AArch64 JIT block linking bug. Causes crash inside of `linuxgsm` setup.
When running linuxgsm through its setup stages, it manages to crash to SIGSEGV with a branch to zero. This is from some bug in our block linking code.
Following the commands here: https://linuxgsm.com/servers/tfcserver/ This can be reproduced by executing the following commands while inside of FEXBash
wget -O linuxgsm.sh https://linuxgsm.sh && chmod +x linuxgsm.sh && bash linuxgsm.sh tfcserver
./tfcserver install
The second command is the one that will crash. While it works on the x86-64 JIT.

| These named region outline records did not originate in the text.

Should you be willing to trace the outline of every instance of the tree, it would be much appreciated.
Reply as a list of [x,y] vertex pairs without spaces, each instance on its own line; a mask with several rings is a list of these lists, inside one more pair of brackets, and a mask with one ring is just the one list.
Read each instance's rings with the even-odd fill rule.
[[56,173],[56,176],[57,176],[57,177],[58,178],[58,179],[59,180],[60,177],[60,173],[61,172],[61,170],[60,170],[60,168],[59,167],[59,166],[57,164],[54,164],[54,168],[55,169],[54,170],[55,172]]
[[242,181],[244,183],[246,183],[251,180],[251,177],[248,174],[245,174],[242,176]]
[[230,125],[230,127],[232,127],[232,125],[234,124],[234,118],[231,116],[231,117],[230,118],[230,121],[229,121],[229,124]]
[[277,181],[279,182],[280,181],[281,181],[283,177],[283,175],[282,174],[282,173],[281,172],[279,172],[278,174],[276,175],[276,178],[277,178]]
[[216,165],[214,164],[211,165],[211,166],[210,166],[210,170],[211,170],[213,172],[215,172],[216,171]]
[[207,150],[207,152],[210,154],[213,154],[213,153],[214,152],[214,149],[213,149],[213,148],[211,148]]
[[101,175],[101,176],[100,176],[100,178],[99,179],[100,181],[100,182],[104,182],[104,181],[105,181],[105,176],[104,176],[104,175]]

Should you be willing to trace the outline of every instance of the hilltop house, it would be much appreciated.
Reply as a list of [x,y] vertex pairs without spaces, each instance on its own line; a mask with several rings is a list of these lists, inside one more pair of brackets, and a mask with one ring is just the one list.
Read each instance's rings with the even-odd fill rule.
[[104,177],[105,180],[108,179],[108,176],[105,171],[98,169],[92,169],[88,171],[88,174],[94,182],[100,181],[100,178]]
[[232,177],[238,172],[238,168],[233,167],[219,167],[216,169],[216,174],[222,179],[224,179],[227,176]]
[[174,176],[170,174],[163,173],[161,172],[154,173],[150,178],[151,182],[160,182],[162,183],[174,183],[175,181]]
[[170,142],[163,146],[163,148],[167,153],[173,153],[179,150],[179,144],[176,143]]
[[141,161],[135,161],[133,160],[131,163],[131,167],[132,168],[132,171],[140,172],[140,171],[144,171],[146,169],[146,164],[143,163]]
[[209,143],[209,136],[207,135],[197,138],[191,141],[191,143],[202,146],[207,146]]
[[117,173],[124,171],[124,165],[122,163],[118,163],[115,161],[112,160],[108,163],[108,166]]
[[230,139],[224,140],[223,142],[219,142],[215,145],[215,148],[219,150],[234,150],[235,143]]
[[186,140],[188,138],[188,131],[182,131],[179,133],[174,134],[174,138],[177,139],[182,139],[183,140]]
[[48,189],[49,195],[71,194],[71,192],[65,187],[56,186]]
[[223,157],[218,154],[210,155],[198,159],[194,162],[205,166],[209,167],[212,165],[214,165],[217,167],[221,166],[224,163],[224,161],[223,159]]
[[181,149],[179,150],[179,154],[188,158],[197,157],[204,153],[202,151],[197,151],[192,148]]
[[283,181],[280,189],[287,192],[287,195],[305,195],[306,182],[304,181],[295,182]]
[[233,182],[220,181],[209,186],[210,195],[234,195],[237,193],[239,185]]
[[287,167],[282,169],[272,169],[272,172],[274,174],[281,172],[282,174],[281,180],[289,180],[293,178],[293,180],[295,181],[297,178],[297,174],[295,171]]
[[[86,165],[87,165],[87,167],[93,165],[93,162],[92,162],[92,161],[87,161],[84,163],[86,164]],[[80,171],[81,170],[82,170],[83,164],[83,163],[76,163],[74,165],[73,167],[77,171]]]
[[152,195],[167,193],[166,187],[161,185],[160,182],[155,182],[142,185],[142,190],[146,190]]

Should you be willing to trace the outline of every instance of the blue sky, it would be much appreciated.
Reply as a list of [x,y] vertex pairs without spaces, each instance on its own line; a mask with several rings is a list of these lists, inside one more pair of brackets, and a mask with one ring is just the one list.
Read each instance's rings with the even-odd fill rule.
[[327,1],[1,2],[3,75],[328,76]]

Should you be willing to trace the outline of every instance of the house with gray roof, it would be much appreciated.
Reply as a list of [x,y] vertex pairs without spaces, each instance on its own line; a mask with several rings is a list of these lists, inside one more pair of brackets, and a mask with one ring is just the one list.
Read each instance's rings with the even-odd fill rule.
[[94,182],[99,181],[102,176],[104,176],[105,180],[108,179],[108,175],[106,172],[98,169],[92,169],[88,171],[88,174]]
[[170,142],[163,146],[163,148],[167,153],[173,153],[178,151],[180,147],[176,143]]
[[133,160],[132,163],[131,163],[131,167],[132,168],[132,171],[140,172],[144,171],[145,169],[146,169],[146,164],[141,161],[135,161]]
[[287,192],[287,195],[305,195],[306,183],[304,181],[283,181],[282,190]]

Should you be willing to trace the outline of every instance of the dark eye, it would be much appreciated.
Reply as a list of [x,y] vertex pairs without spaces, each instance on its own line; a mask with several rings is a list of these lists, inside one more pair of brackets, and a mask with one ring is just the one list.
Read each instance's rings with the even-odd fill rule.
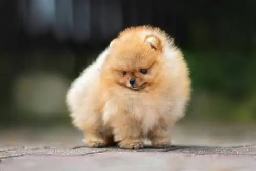
[[140,72],[143,74],[146,74],[147,73],[147,70],[146,69],[140,69]]

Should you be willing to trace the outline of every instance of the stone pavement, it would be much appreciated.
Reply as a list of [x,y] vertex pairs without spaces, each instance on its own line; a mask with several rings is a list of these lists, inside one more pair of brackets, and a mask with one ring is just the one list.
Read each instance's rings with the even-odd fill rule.
[[167,149],[6,146],[1,171],[256,170],[256,144],[234,147],[174,146]]

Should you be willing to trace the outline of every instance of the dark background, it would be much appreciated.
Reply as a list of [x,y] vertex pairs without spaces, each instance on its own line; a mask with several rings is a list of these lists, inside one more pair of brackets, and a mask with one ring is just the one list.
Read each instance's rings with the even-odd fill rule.
[[71,81],[112,39],[150,24],[175,38],[191,71],[184,120],[256,121],[256,1],[0,2],[0,125],[70,125]]

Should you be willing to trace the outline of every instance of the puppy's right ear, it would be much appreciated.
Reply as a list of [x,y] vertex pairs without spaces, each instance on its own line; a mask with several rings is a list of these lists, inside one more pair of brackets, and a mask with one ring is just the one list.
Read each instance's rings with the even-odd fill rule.
[[149,35],[145,38],[145,41],[148,43],[153,49],[162,51],[162,43],[157,36],[152,34]]
[[117,39],[114,39],[114,40],[113,40],[110,44],[110,47],[112,47],[114,45],[115,45],[116,42],[117,41]]

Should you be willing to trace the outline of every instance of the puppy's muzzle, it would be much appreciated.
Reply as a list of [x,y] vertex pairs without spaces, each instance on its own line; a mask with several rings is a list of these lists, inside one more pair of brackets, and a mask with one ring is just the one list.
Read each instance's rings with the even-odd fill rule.
[[135,87],[136,84],[136,79],[134,78],[132,78],[130,79],[129,83],[132,87]]

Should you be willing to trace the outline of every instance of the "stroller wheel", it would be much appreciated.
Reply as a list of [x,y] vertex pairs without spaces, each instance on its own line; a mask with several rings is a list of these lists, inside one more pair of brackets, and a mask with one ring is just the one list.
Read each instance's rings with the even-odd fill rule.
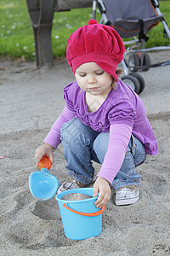
[[139,79],[132,75],[123,76],[122,78],[121,78],[121,79],[123,81],[123,83],[127,84],[133,90],[139,94],[140,90]]
[[131,54],[128,57],[128,67],[130,71],[137,72],[139,67],[139,59],[137,54]]
[[137,79],[139,80],[139,84],[140,84],[140,89],[139,89],[139,91],[138,94],[141,93],[144,90],[144,87],[145,87],[144,79],[143,79],[143,77],[140,74],[139,74],[137,73],[129,73],[129,75],[137,78]]
[[142,71],[148,71],[150,65],[150,55],[146,52],[144,52],[143,58],[143,63],[140,63],[140,66],[143,67]]

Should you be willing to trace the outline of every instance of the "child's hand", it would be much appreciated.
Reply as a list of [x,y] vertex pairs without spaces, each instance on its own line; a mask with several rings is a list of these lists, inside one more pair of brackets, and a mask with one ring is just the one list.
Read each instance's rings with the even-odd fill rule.
[[94,196],[99,197],[95,201],[96,207],[102,208],[110,200],[111,189],[110,183],[102,177],[98,177],[94,185]]
[[38,166],[39,161],[42,160],[44,154],[46,154],[49,158],[51,164],[54,163],[54,148],[45,143],[36,149],[35,159],[37,166]]

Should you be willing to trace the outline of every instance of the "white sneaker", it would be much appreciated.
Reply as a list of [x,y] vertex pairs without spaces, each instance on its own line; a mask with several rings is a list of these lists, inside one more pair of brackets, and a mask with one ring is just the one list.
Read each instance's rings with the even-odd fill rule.
[[122,187],[116,191],[116,205],[126,206],[137,202],[139,198],[139,188],[135,185]]

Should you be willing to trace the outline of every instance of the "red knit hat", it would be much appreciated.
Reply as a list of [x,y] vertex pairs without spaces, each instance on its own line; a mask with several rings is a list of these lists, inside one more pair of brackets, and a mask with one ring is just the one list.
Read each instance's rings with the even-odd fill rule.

A workaround is to change the ExitFunctionLink function to always do a dispatcher loop to the top, Arm64JITCore_ExitFunctionLink in there. But that uncovers an issue that this slows down code execution to the point that their curl instances can't download their config files in time due to timeout.

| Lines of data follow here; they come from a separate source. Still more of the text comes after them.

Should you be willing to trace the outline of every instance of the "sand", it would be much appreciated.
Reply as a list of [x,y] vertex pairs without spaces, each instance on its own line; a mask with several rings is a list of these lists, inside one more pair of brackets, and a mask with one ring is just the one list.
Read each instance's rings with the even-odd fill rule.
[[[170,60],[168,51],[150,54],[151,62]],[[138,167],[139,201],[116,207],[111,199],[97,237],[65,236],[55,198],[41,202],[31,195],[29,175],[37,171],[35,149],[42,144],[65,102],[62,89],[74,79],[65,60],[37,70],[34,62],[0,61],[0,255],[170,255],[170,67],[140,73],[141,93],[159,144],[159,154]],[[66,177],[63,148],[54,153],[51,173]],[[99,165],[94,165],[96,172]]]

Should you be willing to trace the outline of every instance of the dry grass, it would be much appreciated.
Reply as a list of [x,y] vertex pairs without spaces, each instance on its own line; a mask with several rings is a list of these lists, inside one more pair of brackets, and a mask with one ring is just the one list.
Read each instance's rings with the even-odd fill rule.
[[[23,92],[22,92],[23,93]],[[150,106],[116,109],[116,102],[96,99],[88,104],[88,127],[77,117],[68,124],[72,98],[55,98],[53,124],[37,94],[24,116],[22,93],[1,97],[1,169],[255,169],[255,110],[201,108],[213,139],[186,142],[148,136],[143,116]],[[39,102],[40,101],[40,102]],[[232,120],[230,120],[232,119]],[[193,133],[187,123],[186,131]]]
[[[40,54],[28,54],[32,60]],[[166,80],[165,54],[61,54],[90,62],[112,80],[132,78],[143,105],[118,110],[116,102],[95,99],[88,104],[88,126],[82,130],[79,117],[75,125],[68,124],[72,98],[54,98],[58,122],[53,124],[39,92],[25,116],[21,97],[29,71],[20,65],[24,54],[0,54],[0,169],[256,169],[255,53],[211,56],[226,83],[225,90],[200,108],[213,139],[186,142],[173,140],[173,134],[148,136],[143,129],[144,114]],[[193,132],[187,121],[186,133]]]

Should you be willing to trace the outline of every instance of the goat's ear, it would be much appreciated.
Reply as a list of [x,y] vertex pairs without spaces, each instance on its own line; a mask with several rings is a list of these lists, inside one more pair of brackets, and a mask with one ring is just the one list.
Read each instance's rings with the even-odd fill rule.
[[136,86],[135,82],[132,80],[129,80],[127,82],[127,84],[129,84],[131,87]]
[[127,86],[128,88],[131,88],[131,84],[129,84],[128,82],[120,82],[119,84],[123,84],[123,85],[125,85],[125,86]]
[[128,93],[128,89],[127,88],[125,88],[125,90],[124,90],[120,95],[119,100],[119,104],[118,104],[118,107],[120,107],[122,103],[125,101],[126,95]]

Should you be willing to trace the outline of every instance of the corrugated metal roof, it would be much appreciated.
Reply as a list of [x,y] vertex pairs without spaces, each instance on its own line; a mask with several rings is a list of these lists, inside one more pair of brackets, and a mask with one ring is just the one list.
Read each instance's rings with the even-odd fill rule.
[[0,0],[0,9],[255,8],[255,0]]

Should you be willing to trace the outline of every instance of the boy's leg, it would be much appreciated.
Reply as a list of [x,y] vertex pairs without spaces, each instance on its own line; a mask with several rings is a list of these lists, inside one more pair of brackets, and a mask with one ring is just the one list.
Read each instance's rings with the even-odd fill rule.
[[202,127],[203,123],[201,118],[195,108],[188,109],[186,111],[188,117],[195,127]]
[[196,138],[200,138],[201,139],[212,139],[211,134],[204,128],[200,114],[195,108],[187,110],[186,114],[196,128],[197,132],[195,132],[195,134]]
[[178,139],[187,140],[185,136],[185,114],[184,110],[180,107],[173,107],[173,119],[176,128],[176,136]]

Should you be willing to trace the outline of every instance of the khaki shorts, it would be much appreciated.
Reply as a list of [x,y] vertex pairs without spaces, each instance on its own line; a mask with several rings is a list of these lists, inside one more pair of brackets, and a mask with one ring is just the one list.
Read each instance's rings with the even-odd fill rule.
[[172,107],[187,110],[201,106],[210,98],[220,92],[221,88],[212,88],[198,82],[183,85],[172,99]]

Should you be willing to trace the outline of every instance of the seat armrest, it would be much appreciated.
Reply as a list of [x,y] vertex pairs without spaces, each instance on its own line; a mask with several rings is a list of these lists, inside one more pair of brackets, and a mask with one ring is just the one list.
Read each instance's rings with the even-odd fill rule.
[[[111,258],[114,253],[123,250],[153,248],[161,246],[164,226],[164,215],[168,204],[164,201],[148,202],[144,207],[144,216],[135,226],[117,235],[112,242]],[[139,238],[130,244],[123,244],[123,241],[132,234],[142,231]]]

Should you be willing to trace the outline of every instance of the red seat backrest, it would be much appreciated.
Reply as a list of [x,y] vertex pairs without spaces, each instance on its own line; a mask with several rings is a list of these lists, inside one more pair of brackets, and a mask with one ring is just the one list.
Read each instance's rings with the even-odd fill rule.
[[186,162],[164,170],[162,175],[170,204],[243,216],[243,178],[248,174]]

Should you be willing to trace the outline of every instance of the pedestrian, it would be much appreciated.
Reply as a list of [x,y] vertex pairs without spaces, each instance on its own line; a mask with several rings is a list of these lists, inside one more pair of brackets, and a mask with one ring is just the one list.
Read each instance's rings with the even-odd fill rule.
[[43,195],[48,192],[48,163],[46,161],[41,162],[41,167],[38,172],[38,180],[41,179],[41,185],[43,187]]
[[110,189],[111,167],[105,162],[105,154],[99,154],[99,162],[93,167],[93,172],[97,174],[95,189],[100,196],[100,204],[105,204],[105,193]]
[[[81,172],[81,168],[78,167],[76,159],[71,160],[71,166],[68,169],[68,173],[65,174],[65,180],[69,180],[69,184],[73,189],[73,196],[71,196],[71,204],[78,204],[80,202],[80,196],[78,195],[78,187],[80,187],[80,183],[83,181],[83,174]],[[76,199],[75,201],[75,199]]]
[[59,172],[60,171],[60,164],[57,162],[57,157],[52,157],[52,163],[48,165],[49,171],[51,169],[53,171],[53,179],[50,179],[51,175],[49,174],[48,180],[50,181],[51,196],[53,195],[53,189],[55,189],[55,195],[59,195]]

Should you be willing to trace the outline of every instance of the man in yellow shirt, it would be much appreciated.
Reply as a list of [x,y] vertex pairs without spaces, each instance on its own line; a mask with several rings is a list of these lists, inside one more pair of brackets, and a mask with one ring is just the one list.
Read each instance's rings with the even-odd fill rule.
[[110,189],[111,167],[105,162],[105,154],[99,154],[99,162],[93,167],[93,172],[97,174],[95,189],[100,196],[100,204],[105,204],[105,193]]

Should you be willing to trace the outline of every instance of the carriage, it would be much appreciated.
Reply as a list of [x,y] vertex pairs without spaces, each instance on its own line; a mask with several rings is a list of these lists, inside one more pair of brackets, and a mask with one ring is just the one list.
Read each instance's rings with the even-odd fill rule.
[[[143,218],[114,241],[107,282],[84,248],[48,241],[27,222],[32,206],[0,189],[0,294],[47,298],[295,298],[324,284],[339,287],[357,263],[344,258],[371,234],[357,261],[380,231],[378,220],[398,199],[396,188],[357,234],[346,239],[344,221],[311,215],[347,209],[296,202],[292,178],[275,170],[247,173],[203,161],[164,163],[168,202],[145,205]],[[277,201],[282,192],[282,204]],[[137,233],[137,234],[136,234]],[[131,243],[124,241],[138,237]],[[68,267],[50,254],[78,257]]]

The crash occurs in the Arm64Dispatcher.cpp in the ExitFunctionLinkerAddress asm routine.
ldr(x3, STATE_PTR(CpuStateFrame, Pointers.Common.ExitFunctionLink));
This LDR manages to load a nullptr
Almost feels like the CpuStateFrame is getting corrupted somehow.
Adding Stef to this bug since they have the experience of dealing with the block linking and might see the bug quicker.
Looks like this might be a clang-14 bug. I hardcoded the function address for ExitFunctionLinker rather than loading from context and it still returned to zero.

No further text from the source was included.